Segment credentials by service: Don't store all your LLM provider keys in one gateway instance. If you must centralize, implement per-service credential scoping. An attacker who compromises your customer-facing chatbot gateway shouldn't get keys to your internal code analysis LLM.

Monitor for exploitation indicators: Watch for requests with unusual path patterns to your LiteLLM endpoints. Log all authentication failures with full request context. Set up alerts for requests that hit admin endpoints without valid auth tokens. The exploit leaves traces—you need to be looking for them.

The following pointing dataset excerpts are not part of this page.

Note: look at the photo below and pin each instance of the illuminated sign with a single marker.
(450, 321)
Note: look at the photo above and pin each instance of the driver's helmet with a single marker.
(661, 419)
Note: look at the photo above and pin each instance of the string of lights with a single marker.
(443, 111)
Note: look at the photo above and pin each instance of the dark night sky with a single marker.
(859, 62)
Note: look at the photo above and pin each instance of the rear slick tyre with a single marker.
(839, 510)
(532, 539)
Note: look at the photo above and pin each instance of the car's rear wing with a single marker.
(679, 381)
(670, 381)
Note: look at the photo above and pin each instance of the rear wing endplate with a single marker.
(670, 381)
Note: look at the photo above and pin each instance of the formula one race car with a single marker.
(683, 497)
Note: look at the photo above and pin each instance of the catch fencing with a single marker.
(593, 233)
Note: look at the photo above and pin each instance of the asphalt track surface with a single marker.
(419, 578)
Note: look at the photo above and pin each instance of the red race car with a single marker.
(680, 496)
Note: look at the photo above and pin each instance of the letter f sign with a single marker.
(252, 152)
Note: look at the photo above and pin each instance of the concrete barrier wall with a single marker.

Automate dependency updates for security patches: Use Dependabot or Renovate to open PRs when security updates ship. Configure them to auto-merge patch versions for critical dependencies after your test suite passes. Waiting for a human to manually bump Starlette from 0.38.1 to 0.38.2 is how you end up on the victim list.

The LiteLLM incident demonstrates that your application is only as secure as your least-maintained dependency. Compliance frameworks require you to track those dependencies—now you know why.